Love can be a fickle thing.
There are times when it nurtures you...makes you feel protected and indestructable.
Then there are the times when it beats you down. Throwing punch after punch until your legs give way, leaving your body crumpled on the cold, hard floor.
Sometimes, even when the bruises have long since faded...the mere memory of the hurt is enough to shy you away from letting yourself fall again. You build protective walls and wear armor over your heart. You become keenly aware of the labored beating beneath your chest as it strains against the bits of glue and tape holding it together.
Your soul focus becomes survival.
A friend recently said to me, "Lindsey, I just don't believe in the fantasy of true love anymore. It's an unattainable goal that builds you up...only to let you down. I just don't know that soulmates exist in reality."

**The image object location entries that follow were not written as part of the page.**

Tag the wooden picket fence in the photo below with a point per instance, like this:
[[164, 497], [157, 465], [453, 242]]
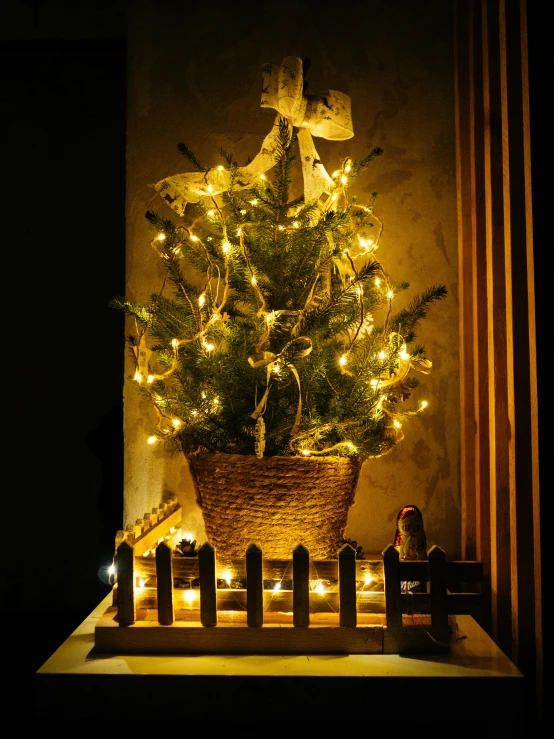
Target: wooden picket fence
[[165, 603]]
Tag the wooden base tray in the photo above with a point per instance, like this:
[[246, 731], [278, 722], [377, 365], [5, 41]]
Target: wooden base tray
[[278, 635]]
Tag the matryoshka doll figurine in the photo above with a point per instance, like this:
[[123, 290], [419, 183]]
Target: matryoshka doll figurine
[[410, 541]]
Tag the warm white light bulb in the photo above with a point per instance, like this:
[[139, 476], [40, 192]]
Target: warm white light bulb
[[226, 575]]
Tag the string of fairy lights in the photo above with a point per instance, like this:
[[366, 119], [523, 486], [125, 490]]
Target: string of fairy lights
[[210, 309]]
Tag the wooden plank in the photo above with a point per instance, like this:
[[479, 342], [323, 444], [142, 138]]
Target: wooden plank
[[124, 566], [149, 636], [347, 585], [437, 589], [208, 600], [413, 570], [392, 587], [254, 584], [460, 572], [301, 586], [369, 573], [463, 125], [280, 601], [164, 577]]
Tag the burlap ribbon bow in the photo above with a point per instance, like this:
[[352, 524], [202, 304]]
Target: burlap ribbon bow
[[327, 115]]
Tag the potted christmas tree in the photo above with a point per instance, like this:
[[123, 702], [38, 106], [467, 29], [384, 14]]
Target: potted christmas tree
[[273, 356]]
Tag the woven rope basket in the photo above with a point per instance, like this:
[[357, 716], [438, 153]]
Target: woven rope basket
[[274, 502]]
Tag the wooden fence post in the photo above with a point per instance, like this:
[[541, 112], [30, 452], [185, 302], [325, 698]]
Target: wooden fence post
[[393, 606], [208, 585], [125, 568], [164, 577], [301, 586], [347, 586], [437, 583], [254, 586]]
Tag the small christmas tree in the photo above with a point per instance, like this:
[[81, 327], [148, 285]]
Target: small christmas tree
[[275, 332]]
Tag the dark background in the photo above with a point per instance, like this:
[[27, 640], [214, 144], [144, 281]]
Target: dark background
[[64, 69]]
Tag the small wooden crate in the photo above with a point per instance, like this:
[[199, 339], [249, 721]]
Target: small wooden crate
[[168, 604]]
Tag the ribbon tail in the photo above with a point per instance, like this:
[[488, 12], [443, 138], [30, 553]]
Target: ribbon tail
[[260, 408], [298, 418], [265, 158]]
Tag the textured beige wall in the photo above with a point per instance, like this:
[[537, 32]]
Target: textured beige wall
[[195, 76]]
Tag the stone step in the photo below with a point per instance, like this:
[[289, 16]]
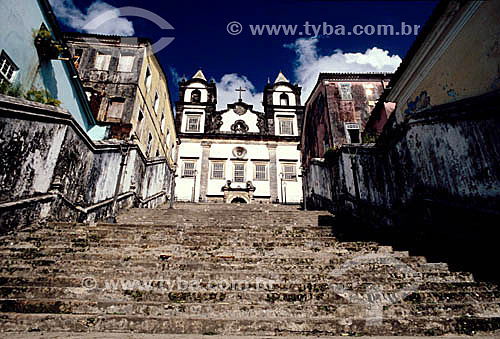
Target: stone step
[[30, 251], [242, 310], [130, 233], [202, 240], [249, 326], [219, 293], [283, 281], [166, 261]]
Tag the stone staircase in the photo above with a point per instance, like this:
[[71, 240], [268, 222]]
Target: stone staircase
[[229, 270]]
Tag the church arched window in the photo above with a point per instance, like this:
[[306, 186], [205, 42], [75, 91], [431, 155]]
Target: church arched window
[[196, 96], [284, 99]]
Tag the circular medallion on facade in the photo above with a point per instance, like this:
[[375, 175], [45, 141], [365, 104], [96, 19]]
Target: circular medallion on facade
[[239, 152]]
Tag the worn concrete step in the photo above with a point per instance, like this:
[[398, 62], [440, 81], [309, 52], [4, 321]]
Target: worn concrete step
[[242, 310], [130, 233], [218, 293], [30, 251], [180, 239], [239, 280], [409, 268], [249, 326], [167, 261]]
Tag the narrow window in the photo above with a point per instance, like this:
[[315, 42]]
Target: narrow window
[[193, 123], [102, 61], [77, 57], [284, 99], [148, 79], [196, 96], [150, 144], [115, 110], [188, 169], [353, 136], [140, 119], [162, 122], [289, 172], [239, 172], [261, 172], [345, 91], [157, 102], [218, 170], [126, 62], [286, 126], [7, 68]]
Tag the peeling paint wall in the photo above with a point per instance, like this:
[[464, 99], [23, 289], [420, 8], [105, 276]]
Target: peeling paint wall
[[40, 144], [433, 185], [463, 62]]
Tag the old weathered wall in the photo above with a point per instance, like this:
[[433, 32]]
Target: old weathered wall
[[50, 168], [318, 191], [431, 184]]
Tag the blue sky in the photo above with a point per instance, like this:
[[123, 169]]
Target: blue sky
[[201, 38]]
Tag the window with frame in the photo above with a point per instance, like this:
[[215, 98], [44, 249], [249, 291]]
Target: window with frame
[[286, 126], [150, 145], [345, 91], [188, 169], [260, 172], [148, 78], [284, 99], [102, 61], [289, 172], [126, 63], [239, 172], [157, 102], [193, 123], [7, 68], [162, 122], [115, 109], [196, 96], [218, 170], [140, 119], [353, 135]]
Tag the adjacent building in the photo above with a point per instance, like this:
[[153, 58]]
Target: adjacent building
[[338, 109], [127, 90], [34, 58], [239, 154]]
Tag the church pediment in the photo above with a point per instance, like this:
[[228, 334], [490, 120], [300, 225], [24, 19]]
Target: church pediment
[[240, 118]]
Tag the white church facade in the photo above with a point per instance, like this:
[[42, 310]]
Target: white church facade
[[238, 154]]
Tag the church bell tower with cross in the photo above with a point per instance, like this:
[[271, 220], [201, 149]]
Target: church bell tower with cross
[[196, 105]]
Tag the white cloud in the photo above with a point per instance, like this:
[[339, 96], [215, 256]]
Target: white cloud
[[112, 24], [226, 91], [310, 63]]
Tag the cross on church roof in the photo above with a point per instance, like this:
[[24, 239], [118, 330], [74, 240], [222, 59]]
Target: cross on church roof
[[240, 90]]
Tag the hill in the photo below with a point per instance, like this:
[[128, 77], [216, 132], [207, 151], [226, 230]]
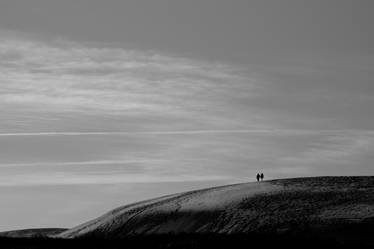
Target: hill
[[32, 233], [336, 207]]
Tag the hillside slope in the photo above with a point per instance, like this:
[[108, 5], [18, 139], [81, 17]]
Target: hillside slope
[[325, 205], [32, 233]]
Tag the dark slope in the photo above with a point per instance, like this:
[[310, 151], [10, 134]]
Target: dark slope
[[339, 207]]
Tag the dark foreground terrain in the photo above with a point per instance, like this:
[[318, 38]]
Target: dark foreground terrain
[[296, 213]]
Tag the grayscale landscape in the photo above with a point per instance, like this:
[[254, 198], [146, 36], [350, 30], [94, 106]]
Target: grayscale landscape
[[186, 124]]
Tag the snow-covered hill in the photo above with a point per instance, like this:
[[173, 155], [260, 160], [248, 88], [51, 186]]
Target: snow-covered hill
[[281, 206]]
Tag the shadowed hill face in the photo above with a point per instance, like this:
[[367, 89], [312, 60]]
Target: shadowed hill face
[[281, 206]]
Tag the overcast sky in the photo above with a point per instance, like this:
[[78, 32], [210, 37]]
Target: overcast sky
[[107, 102]]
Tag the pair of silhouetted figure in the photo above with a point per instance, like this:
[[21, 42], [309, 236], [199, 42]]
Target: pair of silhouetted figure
[[260, 177]]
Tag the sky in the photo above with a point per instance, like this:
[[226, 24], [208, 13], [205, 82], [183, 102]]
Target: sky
[[103, 103]]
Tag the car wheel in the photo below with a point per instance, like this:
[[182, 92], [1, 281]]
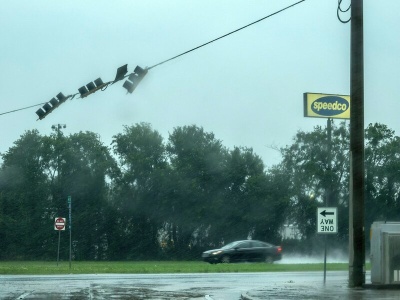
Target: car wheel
[[225, 259], [269, 259]]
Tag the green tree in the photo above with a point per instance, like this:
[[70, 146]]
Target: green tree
[[319, 176], [382, 168], [25, 224], [136, 191]]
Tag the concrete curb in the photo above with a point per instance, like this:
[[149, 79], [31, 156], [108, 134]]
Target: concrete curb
[[245, 296]]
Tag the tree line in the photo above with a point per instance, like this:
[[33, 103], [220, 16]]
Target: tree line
[[144, 197]]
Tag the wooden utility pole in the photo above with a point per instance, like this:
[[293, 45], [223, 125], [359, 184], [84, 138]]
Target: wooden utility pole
[[357, 185]]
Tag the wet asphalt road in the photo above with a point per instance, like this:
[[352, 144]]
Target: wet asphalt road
[[216, 286]]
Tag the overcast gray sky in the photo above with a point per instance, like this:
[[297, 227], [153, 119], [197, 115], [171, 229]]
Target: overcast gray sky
[[246, 88]]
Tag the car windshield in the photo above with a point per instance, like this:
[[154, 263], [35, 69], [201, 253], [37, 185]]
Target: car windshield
[[231, 245]]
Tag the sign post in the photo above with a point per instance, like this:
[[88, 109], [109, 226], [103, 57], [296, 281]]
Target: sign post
[[326, 223], [59, 225], [327, 220], [70, 230]]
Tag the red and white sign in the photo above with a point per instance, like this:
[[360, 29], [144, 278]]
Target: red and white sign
[[59, 224]]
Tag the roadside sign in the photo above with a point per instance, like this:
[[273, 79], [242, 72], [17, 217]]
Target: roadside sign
[[327, 219], [59, 224], [326, 106]]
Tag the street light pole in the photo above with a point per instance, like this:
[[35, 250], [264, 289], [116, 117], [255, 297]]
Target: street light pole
[[357, 184]]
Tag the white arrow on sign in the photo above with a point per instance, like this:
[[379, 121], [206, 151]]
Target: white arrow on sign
[[59, 224], [327, 219]]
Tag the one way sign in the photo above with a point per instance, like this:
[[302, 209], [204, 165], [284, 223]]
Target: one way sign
[[327, 220]]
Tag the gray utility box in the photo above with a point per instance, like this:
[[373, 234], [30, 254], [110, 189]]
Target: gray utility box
[[385, 253]]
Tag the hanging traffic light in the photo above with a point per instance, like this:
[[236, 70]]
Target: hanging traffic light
[[121, 72], [91, 87], [134, 78], [51, 105]]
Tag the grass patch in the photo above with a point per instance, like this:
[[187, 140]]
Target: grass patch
[[154, 267]]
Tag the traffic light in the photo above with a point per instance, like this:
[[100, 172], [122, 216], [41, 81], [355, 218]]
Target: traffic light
[[121, 72], [134, 78], [91, 87], [51, 105]]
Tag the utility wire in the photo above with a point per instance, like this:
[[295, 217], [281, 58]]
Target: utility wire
[[225, 35], [186, 52], [15, 110]]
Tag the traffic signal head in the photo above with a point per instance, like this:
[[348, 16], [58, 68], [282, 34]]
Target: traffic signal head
[[133, 80], [91, 87], [51, 105], [121, 72]]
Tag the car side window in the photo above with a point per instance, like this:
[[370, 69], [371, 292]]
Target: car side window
[[244, 245]]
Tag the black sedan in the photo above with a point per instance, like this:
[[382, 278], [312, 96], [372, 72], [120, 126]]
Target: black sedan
[[246, 250]]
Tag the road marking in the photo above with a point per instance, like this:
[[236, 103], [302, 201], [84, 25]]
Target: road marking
[[23, 295]]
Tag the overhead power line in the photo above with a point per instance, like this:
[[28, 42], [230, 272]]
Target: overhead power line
[[225, 35], [134, 77]]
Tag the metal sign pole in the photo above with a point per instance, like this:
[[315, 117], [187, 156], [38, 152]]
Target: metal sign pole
[[58, 248], [70, 231]]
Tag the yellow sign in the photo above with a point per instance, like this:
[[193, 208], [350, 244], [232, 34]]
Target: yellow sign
[[326, 106]]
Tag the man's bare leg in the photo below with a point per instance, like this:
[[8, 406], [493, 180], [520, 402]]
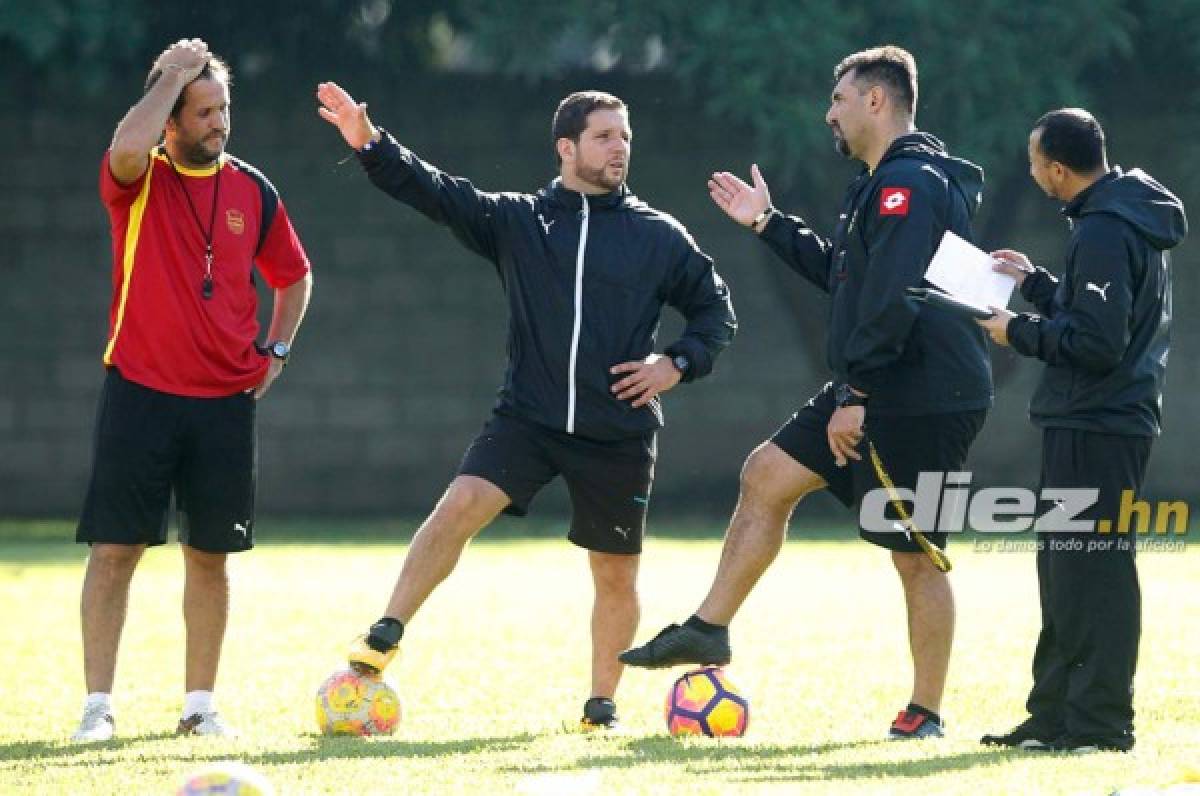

I pondered that statement for awhile...I turned it over and over in my head until the complete and hopeless romantic in me took over. Yes, I've had my share of bitterness and anger. And yes, I've had to pick my broken body up off the floor and nurse wounds that I thought would never heal. But I have to believe that true love exists...I know it does...I've felt it. I know what it's like to meet your other half and finally feel whole. I know what it's like to have someone tell you that you are the one they were meant to spend the rest of their life with...that you were put here for them.
I know that we can't give up hope.
I know that every ounce of hope breathes life into this wounded little heart of mine and every day it beats just a little stronger.